Care for Synthetic Baseball Gloves
All baseball gloves regardless of material are prone to damage from water, sweat and the sun’s rays. While regular leather gloves may dry and crack due to sunshine or moisture, or have the strings that hold it all together break, synthetic gloves can suffer from cracking in joints simply due to overuse.
Caring for synthetic baseball mitts means trying to keep it as clean as possible post-practice and following games. Leaving acidic sweat on a plastic or rubber material can only cause harm long-term.
Additionally, try to keep all gloves away from direct sun rays when possible. Leaving a synthetic baseball glove out in the yard all day or even overnight is just asking for trouble.
When Can Players ‘Graduate” to Real Leather Baseball Gloves?
Young baseball players can start using regular leather mitts as soon as they can handle them weight-wise, or around ages 8 or 9. Precisely what age depends on a player’s physical growth and strength.
As stated above, synthetic baseball gloves are usually purchased for players brand new to the game, such as through T-ball, coach-pitch, farm- or minor-level divisions.

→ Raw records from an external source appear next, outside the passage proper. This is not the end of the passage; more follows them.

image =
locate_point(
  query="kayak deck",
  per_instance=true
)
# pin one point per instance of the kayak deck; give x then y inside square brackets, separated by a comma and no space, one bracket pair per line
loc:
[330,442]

These gloves of man-made material, or mixed with leather portions (usually leather for the front, synthetic material on back), are softer and tend to be much less expensive than their all-leather counterparts.
Bottom Line with Synthetic Baseball Mitts
Breaking in any baseball mitt should involve repetition, and pounding a pocket to simulate hard-thrown or -hit balls popping the palm area. For synthetic baseball gloves this could involve using a mallet or light baseball bat to pound the glove pocket over and over.

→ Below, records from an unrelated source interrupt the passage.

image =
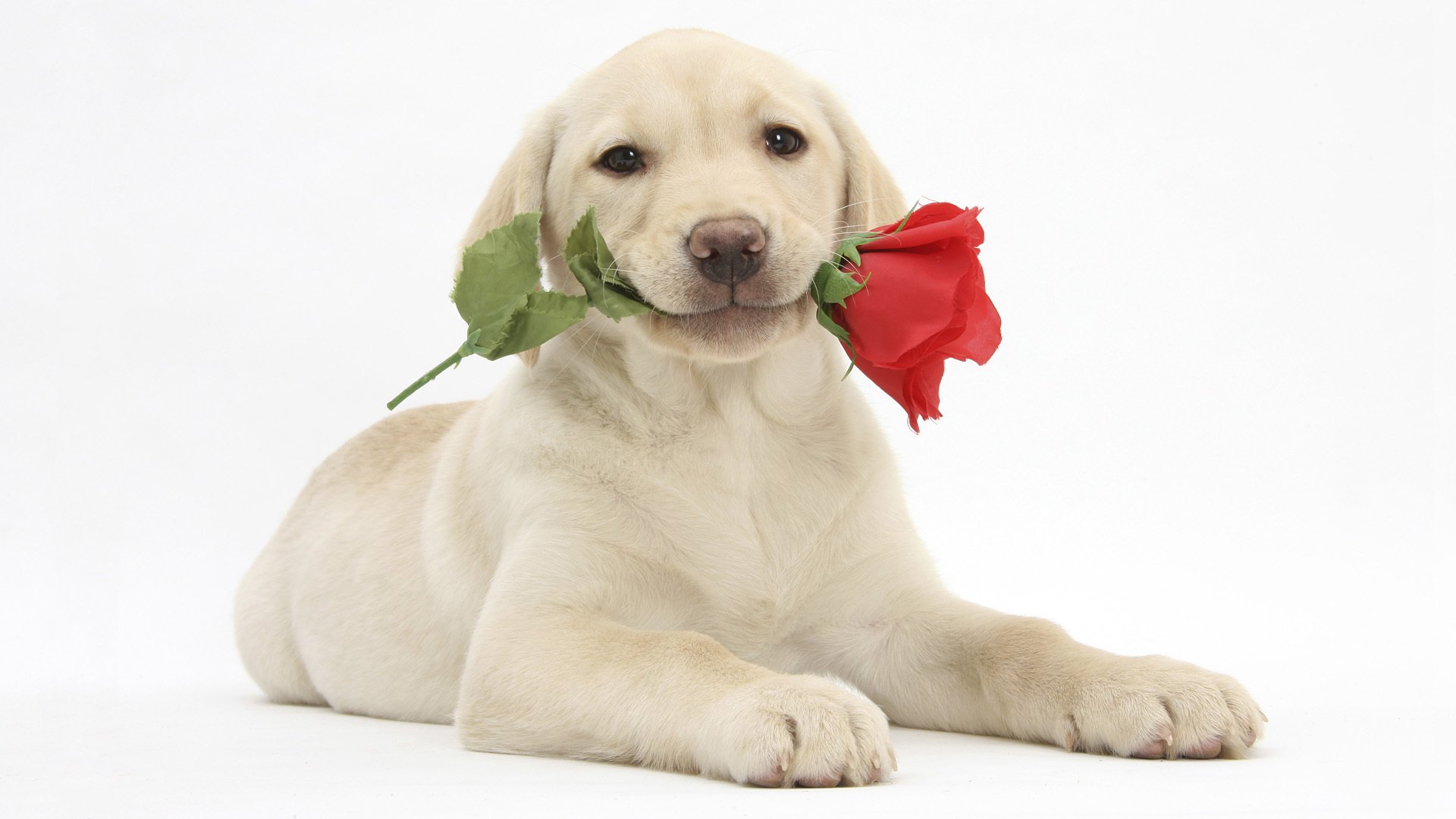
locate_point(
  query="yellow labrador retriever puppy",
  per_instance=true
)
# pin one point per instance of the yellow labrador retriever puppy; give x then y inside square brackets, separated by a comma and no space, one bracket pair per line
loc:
[664,539]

In time, gloves become more pliable as balls in play pound leather or faux pockets and force them into the shape they will become. Simply playing catch as often as possible should create a well-formed, deep-welled pocket in any synthetic baseball glove.

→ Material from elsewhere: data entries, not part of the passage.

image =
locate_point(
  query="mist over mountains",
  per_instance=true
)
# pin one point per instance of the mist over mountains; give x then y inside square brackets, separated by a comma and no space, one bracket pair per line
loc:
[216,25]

While synthetic baseball gloves come broken in, some suggest working the padding inside the pocket, at the heel, and inside fingers to loosen tension on the interior fibers and boost comfort on a hand. Simply massage the padding, or bend it backward repeatedly to improve flexibility and softness.
Long-time players and baseball insiders are known to say the glove is an extension of the hand. That is, players hardly notice when they wear comfortable, well-broken-in gloves, and they trust them in game play. Some argue the glove is the single most-important equipment piece for a player to succeed in baseball.
For those new to the game, when trying to select a first-timer’s baseball mitt, take him or her with you to try on as many as possible. Consider the child’s age, as a T-baller does not need a glove 10 to 13 inches long or wide. Know the size of the ball of the league (some baseball leagues and all girls softball leagues play with bigger-sized balls) and see how the young player fares handling them with various gloves.
Question: Are there rules regarding use of synthetic baseball gloves?
Answer: Typically no, but it can depend on each individual league. Players at the professional, college, high school and upper divisions of youth leagues will not use gloves of man-made material. Few, if any, youth leagues would require parents to purchase typically more-expensive leather baseball gloves for young players.
Q.: What happens if you oil a synthetic baseball glove?
A.: Lots of bad things can happen if oil or a lubricant is rubbed onto a synthetic baseball mitt. Glove oils and lubricants are designed to add moisture and flexibility to dried leather, which has been processed by heat leaving it very stiff.
Leather absorbs oils; man-made materials like plastic do not. Therefore, oils rubbed onto a synthetic mitt remain on the surface, creating a mess when the glove inevitably gets rolled in the dirt. Left on a synthetic mitt too long, oils can also speed up the break-down process of plastics if left under direct sunlight.
Q.: Can synthetic baseball gloves be thrown around like leather gloves?
A.: Many can, but it is not recommended. Synthetic baseball mitts suffer the same ailments as the leather ones, including scratches and stains, broken strings between fingers, and loosened or leaking padding.